Las escrituras nos aseguran de que las bombas de estos hombres salvajes, ejércitos y poderes son nada para el Señor. El se ríe de ellos como si fueran meras partículas de polvo, que pronto él soplará y desaparecerán (ver Isaías 40:23-24).

martes, 27 de octubre de 2009

HE TRABAJADO EN VANO

¿Le asombraría saber que Jesús experimentó el sentimiento de haber logrado poco?


En Isaías 49:4 leemos estas palabras: “Pero yo dije: Por demás he trabajado, en vano y sin provecho he consumido mis fuerzas…” Note que estas no son las palabras de Isaías, quien fue llamado por Dios cuando ya era maduro de edad. No, estas son las propias palabras de Cristo, habladas por Aquel “llamado…desde el vientre, desde las entrañas de mi madre…El Señor…me formó desde el vientre para ser su siervo, para hacer volver a él a Jacob, (y para congregarle a Israel)” (49:1, 5)


Cuando llegué a este mensaje, un mensaje que había leído muchas veces antes, mi corazón quedó en asombro. Difícilmente podía creer lo que estaba leyendo. Las palabras de Jesús aquí sobre “trabajar en vano” fueron una respuesta al Padre quien acababa de declarar “Mi siervo eres…en quien me gloriaré” (49:3). Leemos la respuesta asombrosa de Jesús en el verso que sigue: “Por demás he trabajado, en vano y sin provecho he consumido mis fuerzas” (49:4)
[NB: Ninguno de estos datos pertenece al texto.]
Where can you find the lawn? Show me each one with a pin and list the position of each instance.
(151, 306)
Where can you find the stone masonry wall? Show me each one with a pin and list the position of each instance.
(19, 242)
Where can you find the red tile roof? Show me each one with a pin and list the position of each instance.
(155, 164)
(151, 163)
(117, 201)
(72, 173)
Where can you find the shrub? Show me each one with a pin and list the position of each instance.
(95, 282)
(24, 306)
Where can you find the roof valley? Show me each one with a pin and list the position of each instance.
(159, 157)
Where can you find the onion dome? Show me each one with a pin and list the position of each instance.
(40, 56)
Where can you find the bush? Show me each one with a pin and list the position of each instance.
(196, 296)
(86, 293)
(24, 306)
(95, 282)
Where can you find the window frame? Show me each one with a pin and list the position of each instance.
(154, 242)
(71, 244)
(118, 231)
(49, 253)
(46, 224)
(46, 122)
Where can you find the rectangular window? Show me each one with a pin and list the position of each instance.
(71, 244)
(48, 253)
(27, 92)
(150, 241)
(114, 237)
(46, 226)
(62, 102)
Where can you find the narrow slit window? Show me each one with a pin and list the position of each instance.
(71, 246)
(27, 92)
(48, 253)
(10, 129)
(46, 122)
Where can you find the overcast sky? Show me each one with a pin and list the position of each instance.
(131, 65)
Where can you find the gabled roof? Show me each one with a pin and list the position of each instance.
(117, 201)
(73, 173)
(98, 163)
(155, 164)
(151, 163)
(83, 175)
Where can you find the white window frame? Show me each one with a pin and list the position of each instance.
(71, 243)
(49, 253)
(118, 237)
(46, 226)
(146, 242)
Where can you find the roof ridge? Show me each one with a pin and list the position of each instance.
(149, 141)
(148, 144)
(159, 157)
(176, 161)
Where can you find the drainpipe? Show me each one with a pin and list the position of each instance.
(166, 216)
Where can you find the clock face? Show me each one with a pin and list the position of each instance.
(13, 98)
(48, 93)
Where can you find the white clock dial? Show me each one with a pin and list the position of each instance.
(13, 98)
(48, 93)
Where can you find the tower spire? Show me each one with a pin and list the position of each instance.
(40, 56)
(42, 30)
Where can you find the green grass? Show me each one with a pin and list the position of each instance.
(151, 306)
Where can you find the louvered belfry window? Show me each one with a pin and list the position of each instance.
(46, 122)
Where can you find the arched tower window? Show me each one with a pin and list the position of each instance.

Después de haber leído esto, me puse de pié en mi sala de estudio y dije: “Qué maravilloso. No puedo casi creer que Cristo fuera así de vulnerable, confesando al Padre que estaba experimentando lo que nosotros los humanos enfrentamos. En su humanidad, él probó el mismo descorazonamiento, el mismo abatimiento, las mismas heridas. El estaba teniendo los mismos pensamientos que yo he tenido sobre mi propia vida: ‘Esto no es lo que yo había percibido que fue prometido. Malgasté mis fuerzas. Todo ha sido en vano.”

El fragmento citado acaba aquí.